Increasing evidence suggests the existence of etiological agents other than HBV and aflatoxins with respect to HCC incidence in Peru14. Given the close phylogenetic relationship of the carcinogenic liver fluke O. viverrini with F. hepatica, we hypothesized that the latter may be involved in idiopathic cancer in Peru. To explore our hypothesis, we assessed the existence of F. hepatica in a group of 13 patients diagnosed with liver cancer. The validated and accurate Fas2-ELISA test (a currently used routine serological test for Fasciola infection in Peru) was used to examine the existence of the circulating F. hepatica anti-Fas2 ligand. Our results showed that F. hepatica was absent in the serum samples analyzed in this study. Although the study showed negative results, exposure and previous fascioliasis cannot be discarded as valid factors. F. hepatica-infected animals usually increase the amount of circulating and highly-specific anti-Fas2 IgG antibodies, thus allowing the disease to be detected as early as 10 days after infection using Fas2-ELISA15. However, anti-Fas2 IgGs are short-lived and have an estimated half-life of less than 6 months13, which does not allow for the accurate detection of F. hepaticausing Fas2-ELISA 6 months post-infection. Therefore, our results need to be interpreted with caution.

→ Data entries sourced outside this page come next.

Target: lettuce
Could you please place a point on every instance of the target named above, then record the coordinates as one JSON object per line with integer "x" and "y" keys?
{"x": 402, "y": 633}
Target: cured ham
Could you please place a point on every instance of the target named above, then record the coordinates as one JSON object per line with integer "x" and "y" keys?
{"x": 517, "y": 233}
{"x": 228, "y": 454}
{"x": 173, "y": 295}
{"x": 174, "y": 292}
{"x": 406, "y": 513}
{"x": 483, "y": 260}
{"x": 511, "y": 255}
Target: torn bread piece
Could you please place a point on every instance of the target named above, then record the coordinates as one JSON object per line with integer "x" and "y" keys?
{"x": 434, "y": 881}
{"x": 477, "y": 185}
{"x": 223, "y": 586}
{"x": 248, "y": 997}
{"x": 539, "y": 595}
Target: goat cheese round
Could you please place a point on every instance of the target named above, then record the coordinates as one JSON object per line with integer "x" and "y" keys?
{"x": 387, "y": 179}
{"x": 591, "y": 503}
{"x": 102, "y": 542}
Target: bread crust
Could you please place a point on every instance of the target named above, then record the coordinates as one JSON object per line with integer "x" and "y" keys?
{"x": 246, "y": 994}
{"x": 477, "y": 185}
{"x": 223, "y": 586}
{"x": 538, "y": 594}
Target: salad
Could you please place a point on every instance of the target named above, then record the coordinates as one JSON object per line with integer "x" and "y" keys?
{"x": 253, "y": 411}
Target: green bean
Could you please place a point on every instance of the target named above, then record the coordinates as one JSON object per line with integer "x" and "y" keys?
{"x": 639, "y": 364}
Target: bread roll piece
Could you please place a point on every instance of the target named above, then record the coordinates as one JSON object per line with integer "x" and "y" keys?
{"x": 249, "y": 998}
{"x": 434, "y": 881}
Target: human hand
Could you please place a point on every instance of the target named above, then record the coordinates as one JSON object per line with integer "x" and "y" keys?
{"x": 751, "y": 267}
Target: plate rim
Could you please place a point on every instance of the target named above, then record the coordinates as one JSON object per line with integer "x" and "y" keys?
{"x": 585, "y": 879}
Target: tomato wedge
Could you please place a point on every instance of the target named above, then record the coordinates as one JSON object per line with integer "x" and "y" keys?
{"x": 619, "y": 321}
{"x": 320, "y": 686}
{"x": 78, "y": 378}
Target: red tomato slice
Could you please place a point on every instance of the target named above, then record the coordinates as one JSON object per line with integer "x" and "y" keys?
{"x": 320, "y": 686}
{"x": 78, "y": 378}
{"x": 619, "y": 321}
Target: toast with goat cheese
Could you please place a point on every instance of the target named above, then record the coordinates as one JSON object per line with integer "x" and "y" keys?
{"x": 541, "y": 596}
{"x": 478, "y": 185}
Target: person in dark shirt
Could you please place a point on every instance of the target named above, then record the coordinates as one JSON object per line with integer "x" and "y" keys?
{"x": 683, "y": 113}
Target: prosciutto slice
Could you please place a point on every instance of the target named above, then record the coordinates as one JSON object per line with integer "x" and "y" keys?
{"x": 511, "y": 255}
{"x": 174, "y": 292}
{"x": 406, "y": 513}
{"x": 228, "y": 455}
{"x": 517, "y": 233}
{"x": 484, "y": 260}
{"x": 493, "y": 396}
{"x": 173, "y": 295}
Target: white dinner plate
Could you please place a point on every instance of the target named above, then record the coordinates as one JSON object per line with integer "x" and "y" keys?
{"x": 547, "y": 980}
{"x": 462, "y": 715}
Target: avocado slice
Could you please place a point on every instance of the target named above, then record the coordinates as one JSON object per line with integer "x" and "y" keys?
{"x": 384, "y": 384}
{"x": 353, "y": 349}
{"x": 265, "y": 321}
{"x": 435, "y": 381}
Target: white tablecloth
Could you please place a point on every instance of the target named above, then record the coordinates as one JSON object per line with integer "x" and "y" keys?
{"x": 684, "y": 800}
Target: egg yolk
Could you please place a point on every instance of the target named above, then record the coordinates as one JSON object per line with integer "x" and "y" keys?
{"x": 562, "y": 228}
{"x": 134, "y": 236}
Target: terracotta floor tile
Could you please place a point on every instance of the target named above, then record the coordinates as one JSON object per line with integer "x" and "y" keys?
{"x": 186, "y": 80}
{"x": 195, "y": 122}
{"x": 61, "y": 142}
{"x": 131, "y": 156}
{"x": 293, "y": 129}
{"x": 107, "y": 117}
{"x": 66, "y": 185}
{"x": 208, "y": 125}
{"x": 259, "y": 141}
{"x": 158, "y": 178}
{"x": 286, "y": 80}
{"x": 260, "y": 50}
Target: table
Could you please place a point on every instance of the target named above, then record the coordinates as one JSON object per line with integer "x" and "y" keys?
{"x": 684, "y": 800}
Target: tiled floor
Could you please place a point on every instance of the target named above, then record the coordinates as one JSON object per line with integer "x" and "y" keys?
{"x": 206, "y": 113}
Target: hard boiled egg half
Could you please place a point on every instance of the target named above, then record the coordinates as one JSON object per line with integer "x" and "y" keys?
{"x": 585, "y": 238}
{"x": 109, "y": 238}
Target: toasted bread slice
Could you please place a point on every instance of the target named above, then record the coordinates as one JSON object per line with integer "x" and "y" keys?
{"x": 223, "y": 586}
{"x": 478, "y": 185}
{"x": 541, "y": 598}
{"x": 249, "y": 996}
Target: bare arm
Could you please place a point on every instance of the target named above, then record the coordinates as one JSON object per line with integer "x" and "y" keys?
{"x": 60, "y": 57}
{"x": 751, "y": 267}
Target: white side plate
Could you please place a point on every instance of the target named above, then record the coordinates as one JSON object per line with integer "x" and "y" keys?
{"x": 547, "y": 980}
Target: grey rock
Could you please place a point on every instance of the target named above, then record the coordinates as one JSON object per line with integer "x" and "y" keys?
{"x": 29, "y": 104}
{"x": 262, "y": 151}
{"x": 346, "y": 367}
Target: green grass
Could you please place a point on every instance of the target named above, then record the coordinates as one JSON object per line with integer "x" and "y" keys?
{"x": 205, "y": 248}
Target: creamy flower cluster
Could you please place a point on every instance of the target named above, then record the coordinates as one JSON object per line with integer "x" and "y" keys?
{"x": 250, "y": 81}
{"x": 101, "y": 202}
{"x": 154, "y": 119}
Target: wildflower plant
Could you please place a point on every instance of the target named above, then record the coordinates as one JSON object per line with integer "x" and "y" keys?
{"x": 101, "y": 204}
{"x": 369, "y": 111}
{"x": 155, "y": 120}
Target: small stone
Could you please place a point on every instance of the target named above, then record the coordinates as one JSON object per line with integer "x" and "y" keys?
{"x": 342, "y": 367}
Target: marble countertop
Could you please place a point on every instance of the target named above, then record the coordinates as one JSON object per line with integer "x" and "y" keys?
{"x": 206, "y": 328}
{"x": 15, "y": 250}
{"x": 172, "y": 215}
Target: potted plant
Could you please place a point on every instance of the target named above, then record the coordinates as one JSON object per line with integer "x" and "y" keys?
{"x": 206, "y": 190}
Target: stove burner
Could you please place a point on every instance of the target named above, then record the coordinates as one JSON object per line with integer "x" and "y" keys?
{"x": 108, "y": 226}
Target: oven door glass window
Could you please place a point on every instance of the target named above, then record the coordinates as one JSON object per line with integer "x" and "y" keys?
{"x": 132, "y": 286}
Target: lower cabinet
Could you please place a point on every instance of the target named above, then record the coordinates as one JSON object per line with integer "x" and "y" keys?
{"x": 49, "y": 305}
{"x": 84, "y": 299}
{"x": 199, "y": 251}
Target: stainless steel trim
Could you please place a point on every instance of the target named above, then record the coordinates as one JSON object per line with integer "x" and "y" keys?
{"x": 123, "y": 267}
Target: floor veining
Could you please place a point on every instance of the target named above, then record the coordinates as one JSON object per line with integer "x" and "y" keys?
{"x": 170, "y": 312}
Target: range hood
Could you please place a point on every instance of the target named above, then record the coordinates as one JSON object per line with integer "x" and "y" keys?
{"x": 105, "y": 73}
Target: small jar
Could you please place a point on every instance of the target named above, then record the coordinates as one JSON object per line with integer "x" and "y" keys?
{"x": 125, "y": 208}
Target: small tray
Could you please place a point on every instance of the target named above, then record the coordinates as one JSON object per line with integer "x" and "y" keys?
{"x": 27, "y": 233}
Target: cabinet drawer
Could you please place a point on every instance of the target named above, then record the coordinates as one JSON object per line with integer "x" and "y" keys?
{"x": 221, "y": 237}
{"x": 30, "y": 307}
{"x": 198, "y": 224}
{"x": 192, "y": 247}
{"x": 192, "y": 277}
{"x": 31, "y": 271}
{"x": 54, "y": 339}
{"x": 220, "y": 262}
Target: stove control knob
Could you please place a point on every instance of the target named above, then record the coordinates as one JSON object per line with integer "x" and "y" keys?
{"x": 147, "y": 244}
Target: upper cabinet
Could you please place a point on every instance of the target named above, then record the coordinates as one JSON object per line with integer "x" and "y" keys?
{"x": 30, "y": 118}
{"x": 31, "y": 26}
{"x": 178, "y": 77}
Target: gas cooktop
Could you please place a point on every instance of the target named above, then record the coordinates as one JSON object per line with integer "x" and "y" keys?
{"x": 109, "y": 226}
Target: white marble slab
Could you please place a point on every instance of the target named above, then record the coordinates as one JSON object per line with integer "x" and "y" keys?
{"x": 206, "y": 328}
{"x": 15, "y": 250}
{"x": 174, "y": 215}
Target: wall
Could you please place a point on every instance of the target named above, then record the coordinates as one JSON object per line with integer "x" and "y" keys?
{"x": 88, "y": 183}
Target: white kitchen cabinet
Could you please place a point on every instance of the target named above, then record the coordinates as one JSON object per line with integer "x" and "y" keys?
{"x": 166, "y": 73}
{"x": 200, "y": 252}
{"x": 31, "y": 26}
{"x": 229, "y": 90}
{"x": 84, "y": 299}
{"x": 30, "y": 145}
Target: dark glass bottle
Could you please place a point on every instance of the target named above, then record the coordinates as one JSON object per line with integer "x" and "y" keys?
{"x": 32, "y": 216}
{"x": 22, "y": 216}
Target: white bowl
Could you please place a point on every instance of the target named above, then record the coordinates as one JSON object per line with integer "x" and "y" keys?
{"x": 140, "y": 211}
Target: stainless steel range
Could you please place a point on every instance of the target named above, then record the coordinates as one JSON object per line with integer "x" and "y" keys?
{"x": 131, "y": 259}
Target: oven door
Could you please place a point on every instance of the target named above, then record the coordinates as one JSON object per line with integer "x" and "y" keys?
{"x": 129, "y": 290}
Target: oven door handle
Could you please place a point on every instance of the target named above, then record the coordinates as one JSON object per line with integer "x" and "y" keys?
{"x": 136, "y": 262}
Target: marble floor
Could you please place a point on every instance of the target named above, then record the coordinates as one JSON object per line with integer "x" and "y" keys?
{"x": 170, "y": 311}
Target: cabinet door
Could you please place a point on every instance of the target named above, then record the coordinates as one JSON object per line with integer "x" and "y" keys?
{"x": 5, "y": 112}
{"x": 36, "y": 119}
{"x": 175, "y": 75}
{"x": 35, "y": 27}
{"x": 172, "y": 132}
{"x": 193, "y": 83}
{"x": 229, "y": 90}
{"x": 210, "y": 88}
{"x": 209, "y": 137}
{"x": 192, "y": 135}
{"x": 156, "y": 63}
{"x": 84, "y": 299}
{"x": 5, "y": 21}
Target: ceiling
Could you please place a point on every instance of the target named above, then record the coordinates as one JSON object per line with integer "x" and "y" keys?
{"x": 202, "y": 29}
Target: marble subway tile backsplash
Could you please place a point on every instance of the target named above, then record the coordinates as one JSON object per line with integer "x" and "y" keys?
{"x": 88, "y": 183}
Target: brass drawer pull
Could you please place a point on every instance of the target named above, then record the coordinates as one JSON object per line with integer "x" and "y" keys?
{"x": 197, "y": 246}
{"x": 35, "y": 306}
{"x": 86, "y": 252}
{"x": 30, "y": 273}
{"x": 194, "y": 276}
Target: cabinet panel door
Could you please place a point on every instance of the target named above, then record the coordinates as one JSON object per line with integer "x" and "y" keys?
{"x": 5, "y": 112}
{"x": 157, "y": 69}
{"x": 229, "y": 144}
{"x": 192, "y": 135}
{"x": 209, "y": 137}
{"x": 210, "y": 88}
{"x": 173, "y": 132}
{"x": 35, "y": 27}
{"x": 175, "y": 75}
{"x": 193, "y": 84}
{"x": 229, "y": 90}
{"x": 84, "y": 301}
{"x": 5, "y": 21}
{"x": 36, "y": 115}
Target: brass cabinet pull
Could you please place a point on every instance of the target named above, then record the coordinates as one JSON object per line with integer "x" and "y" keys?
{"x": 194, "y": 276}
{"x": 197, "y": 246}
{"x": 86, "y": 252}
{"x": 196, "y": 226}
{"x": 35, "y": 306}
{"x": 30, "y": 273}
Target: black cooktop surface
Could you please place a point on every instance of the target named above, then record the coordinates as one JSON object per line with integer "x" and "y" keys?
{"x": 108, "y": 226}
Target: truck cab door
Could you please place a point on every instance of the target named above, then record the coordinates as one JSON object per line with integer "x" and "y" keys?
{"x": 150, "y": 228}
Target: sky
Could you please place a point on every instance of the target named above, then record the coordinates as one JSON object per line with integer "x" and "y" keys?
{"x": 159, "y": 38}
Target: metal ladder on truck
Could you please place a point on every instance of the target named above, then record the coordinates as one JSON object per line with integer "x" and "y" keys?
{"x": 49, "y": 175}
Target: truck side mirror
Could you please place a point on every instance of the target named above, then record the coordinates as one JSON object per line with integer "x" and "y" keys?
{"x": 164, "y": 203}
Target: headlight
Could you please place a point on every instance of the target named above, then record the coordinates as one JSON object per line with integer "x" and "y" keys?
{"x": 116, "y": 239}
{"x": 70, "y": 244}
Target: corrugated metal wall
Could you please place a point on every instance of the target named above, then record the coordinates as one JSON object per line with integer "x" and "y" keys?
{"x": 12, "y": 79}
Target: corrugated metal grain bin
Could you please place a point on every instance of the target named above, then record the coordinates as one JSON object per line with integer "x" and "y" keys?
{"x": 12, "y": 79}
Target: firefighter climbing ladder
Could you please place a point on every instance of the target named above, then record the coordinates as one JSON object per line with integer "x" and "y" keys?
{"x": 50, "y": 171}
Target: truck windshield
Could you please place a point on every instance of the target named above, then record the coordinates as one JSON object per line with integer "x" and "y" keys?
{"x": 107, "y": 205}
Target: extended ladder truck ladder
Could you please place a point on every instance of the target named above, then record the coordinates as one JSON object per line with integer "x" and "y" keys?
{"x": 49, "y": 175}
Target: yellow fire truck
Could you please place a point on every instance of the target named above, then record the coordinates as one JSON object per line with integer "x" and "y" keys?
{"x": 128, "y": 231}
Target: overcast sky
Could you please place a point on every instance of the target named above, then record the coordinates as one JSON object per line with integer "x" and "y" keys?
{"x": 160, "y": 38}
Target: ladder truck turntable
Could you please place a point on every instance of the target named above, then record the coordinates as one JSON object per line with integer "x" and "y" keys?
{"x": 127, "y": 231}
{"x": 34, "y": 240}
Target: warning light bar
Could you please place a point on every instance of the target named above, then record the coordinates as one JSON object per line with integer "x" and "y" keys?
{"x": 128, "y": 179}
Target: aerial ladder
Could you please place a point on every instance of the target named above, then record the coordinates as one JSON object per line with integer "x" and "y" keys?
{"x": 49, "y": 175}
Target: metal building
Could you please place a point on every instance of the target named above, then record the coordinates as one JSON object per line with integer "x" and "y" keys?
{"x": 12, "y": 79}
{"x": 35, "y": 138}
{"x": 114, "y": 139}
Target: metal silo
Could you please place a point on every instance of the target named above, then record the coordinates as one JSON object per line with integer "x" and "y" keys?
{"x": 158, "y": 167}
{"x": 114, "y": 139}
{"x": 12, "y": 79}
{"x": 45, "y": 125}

In conclusion, none of the analyzed samples in this study showed the presence of antibodies against F. hepaticaat the time of the test, suggesting that either the HCC patients were not recently infected or that they probably acquired the infection up to 6 months before sample collection. Whether fascioliasis is a condition that promotes liver cancer as a long-term effect is something that needs to be evaluated via epidemiological studies and experimental assays.